Уршуля украдкой поглядывала на него. Его действия казались ей сейчас маловажными, хотя она знала, что Михал как-то должен подстраховать протертые подметки, подготовить их для дороги, которая никогда не спрашивает, какие у тебя сапоги, а дерет все подряд безо всякого милосердия. Больше всего волновало ее сейчас другое — мальчику предстоял тяжелый путь, столь знакомый ей самой. И этот путь мог оказаться роковым для него, потому что она-то шла тогда налегке, с донесением, спрятанным в памяти, а он понесет передатчик и две сумки медикаментов, в которых они, видимо, очень нуждаются. Сейчас по лесам от Кобылацкой горы и до их деревни, а может, и вокруг Крайна-Чиерны вряд ли кто ходит за грибами, малиной или черникой. В последний раз они договорились, что все будет доставлять в нужное время Файчиак. В том случае, если ему нельзя будет этого сделать, так как он всё время находится под наблюдением, он сам назначит, кто пойдет, если не сможет пойти его брат Федор.
Файчиак ничего не сказал. Никого не назначил. Оставили все решать ей. Неужто все так худо? Худо? Она чувствовала, что горло ее будто сжимают тиски. По спине пробежали мурашки.
Ах… если б быть уверенной и знать наперед, что Мишо проскочит и все окончится благополучно! А уж на будущее она даст себе зарок не отпускать ребенка. Никогда никуда не пустит!
Уршуля мысленно попросила прощения у неба за свой маленький бунт, единственный в ее убогой жизни, когда она, будучи в церкви, послала всех к чертям, потому что тогда ей показалось, что никто им не поможет, если они не помогут себе сами. Сердце под нахлынувшим водопадом щемящего страха за мужа и детей принудило ее к смирению. Ведь они — единственное, что есть у нее на белом свете. К тому же она обыкновенная женщина и мать, и от страха за них у нее шевелились волосы на голове. Да, она боится. Страх она получила как наследство, еще в колыбели. И потом в своей жизни каждый шаг, мысль, чувство, задумку и решение она взвешивала в своеобразной меняльной конторе ценностей, определенной ей кем-то уже при рождении. Она вела по зернышкам счет гороху, чечевице и фасоли. Картофель, перловку, рис и смалец отвешивала граммами, молоко отмеряла струйками, сливки — каплями, а хлеб — тощими ломтиками. Она знала, что у нее в хозяйстве было шесть овечек с теплыми и влажными мордами, коза да еще поросенок, которого она держала незаконно, и больше ничего. Она всегда осмотрительно отмеряла все, следила за расходом всех продуктов и еще более осмотрительно делала это сейчас, когда от этого зависело, голодать им или не голодать, быть или не быть.

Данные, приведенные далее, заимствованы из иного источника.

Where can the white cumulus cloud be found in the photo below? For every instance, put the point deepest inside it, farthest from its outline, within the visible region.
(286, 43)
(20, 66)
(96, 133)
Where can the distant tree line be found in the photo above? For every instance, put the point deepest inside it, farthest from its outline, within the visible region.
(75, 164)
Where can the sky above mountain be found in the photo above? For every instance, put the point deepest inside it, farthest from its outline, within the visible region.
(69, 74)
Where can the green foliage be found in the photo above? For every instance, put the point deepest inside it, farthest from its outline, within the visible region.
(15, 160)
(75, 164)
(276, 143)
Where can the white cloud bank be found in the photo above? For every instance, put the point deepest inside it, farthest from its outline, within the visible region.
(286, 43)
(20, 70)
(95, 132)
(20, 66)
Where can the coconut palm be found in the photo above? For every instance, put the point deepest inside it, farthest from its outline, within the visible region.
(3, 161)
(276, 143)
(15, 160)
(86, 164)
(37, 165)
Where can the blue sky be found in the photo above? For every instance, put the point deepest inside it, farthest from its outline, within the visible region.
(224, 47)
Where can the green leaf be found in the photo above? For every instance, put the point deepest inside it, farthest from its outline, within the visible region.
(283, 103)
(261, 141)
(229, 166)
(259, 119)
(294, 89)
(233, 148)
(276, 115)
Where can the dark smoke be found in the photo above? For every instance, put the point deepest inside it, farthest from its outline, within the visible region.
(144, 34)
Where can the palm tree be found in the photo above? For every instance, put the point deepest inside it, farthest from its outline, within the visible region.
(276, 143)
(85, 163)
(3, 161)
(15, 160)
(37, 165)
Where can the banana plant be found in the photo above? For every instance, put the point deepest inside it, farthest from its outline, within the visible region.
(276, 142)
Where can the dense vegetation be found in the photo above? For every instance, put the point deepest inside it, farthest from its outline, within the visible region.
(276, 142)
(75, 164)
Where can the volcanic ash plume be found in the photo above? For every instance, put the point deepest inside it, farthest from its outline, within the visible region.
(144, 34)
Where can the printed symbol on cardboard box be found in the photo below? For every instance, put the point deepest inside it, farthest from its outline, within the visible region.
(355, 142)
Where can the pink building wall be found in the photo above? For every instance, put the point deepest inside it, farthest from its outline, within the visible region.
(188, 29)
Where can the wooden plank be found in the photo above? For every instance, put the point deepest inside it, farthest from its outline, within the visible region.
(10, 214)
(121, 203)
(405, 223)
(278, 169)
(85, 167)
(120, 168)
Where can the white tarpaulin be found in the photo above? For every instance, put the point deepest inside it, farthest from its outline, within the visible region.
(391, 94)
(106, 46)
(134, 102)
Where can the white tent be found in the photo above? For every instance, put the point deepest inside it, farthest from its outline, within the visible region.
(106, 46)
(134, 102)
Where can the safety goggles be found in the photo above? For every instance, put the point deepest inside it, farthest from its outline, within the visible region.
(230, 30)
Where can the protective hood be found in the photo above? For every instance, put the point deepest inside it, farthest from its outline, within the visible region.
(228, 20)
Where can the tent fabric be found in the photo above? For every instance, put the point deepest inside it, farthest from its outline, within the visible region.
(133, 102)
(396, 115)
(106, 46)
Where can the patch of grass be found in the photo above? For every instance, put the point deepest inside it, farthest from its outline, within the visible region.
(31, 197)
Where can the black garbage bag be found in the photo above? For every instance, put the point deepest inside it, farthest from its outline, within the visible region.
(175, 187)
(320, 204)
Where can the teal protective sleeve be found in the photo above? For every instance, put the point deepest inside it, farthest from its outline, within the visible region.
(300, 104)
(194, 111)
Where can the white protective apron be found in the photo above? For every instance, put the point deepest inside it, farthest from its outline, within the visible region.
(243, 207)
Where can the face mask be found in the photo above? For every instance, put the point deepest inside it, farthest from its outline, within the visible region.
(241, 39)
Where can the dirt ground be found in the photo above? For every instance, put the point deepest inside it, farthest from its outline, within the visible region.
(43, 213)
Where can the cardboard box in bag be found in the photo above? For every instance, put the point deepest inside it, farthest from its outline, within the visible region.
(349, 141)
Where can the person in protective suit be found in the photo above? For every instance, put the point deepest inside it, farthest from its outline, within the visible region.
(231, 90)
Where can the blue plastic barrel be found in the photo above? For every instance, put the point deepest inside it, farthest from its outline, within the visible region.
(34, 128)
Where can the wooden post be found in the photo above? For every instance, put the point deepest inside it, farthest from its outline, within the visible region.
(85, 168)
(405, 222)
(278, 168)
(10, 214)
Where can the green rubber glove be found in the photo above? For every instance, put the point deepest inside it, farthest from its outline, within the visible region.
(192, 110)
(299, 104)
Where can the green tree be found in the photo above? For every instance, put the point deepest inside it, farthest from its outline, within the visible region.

— Мама, я готов, — прервал Михал нить Уршулиных размышлений.
И хотя она воспринимала уход сына как поддержку в ее беспомощности и бессилии, однако, услышав сейчас его голос, вдруг выпрямилась в великом страхе и, затаив дыхание, искала каких-то еще не высказанных слов. Но нашла только одно:
— Мишко, Михалечек! — Но Михал посуровел: он хотел по-мужски закончить прощание, которое мать напрасно затягивала. — Мишко! — повторила она вновь и вдруг увидела, какой он еще маленький. Никогда она не видела его таким маленьким. — Прошу тебя, прошу тебя во имя всего… Помни…
— Знаю, знаю, а вы, главное, не забудьте, что надо говорить, ежели придет кто вынюхивать либо шарить, кто бы он ни был — Терек, Липтак или эта ведьма Лацкова.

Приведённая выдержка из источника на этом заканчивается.